Based on manual inspections we have done I believe only identifying c/c++ files are adequate. I would suggest also including .js files in the mix considering a lot of the vulnerabilities were associated with javascript files as well.

Another way of determining this also would be to get a poll. For all vulnerable Filepaths what is the demographic of filetype extensions. I believe based on that, we would be able to make a more reasonable solution. Not to mention that a lot of the code to execute this already exists.

andymeneely commented 10 years ago

I agree. Once #104 is fixed, we should get that sample and consider it source code.

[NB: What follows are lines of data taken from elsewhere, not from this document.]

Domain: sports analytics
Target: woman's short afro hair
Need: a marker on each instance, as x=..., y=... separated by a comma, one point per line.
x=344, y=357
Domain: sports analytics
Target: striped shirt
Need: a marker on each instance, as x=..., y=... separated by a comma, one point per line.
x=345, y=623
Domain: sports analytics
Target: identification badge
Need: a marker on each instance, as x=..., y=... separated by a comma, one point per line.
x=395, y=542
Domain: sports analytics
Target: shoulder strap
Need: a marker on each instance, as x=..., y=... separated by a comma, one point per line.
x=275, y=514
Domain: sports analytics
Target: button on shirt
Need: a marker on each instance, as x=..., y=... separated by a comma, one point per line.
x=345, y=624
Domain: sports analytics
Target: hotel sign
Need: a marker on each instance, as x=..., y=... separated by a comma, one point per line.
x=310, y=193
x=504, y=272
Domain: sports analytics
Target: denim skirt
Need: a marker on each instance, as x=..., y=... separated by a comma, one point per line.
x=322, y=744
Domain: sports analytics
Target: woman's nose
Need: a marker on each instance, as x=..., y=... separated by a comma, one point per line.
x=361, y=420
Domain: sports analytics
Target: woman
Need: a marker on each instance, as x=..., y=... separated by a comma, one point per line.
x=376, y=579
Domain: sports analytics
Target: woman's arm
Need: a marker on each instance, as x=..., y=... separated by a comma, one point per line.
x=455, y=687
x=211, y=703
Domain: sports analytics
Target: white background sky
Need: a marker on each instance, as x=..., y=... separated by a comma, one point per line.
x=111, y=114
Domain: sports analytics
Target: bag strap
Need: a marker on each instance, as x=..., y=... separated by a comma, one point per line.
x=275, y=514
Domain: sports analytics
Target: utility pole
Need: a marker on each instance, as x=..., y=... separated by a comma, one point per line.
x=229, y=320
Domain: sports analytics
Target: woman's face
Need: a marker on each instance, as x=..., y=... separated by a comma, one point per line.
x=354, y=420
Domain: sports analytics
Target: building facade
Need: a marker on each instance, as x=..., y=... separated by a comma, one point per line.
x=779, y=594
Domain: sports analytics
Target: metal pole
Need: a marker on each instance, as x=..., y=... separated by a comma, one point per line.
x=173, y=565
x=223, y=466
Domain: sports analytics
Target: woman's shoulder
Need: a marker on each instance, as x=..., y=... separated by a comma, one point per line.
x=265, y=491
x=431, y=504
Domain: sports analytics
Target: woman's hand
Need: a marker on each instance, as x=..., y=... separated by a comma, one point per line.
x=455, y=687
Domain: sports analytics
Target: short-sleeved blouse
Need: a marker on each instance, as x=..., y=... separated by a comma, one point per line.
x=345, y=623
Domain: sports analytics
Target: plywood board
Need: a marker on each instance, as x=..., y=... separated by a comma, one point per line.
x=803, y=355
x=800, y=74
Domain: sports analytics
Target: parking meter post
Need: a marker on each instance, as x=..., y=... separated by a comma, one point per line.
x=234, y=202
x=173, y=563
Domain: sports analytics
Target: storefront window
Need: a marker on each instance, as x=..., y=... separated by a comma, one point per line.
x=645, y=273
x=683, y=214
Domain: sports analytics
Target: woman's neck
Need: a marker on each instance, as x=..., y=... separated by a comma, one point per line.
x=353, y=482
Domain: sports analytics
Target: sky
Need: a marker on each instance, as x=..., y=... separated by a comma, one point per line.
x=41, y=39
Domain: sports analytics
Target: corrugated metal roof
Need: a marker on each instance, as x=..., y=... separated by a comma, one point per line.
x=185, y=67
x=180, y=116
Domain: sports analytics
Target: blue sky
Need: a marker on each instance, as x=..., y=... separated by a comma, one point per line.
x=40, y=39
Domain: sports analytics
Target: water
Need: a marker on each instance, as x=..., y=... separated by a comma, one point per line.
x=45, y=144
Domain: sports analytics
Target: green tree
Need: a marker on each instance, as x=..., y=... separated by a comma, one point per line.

andymeneely commented 10 years ago

104 isn't fixed yet, so this is still preliminary. But here's a query on the vulnerable filepaths on the current data set:

irb(main):016:0> s = Filepath.joins(commit_filepaths: [commit: [code_reviews: :cvenums]]).inject(Set.new){ |acc,rs| acc << rs.filepath[/\.\w*$/]}; s.each{|ext| puts ext}
.h
.js

.cc
.gypi
.grd
.gyp
.txt
.json
.py
.mm
.html
.cfg
.cpp
.css
.S
.chromium
.c
.checksum
.xib
.vcproj
.sln
.proto
.sb
.pbxproj
.vsprops
.conf
.pem
.sed
.scons
.saves
.make
.idl
.sh
.gitignore
.main
.xml
.patch
.port

I'm thinking that the following are source code:

.h
.cc
.js
.py
.S
.c
.make
.sh

Any that I missed?

andymeneely commented 10 years ago

Responding to this comment

Let's add .cpp to the list.

I'm not sure about .sb - could be an audio file, could be a Scratch file. We need to look up an example in the production data.

As for builds, looks like gyp and .scons is a lot like make, so that should be included. The .xib file is just an xml definition of an iOS app interface, so that's not source code.

Latest list:

.h
.cc
.js
.py
.S
.c
.make
.sh
.cpp
.gyp
.scons
andymeneely commented 10 years ago

Another thing we need to do is to run this query to include any files WITHOUT an extension. For example Makefile would be prominent and it's also source code.

andymeneely commented 10 years ago

Looks like .sb is a Sandbox configuration - definitely source code in nature. Updated list:

.h
.cc
.js
.py
.S
.c
.make
.sh
.cpp
.gyp
.scons
.sb

Non-extension source code: Makefile

As for non-extension files, I ran these queries

SELECT * FROM release_filepaths WHERE thefilepath NOT LIKE '%\.%';
SELECT DISTINCT substring(thefilepath from '\/\w+$') file FROM release_filepaths WHERE thefilepath NOT LIKE '%\.%';

Second query had 126 rows - the only one I would add to the list would be Makefile. Everything else was documentation stuff. DEPS was everywhere but that's not really source code.

kaylaerdmann commented 10 years ago

Looking into things more .idl, .proto, and .mm might be source code in nature.

andymeneely commented 10 years ago

Any more info on those extensions? Can you point me to some examples in Chromium?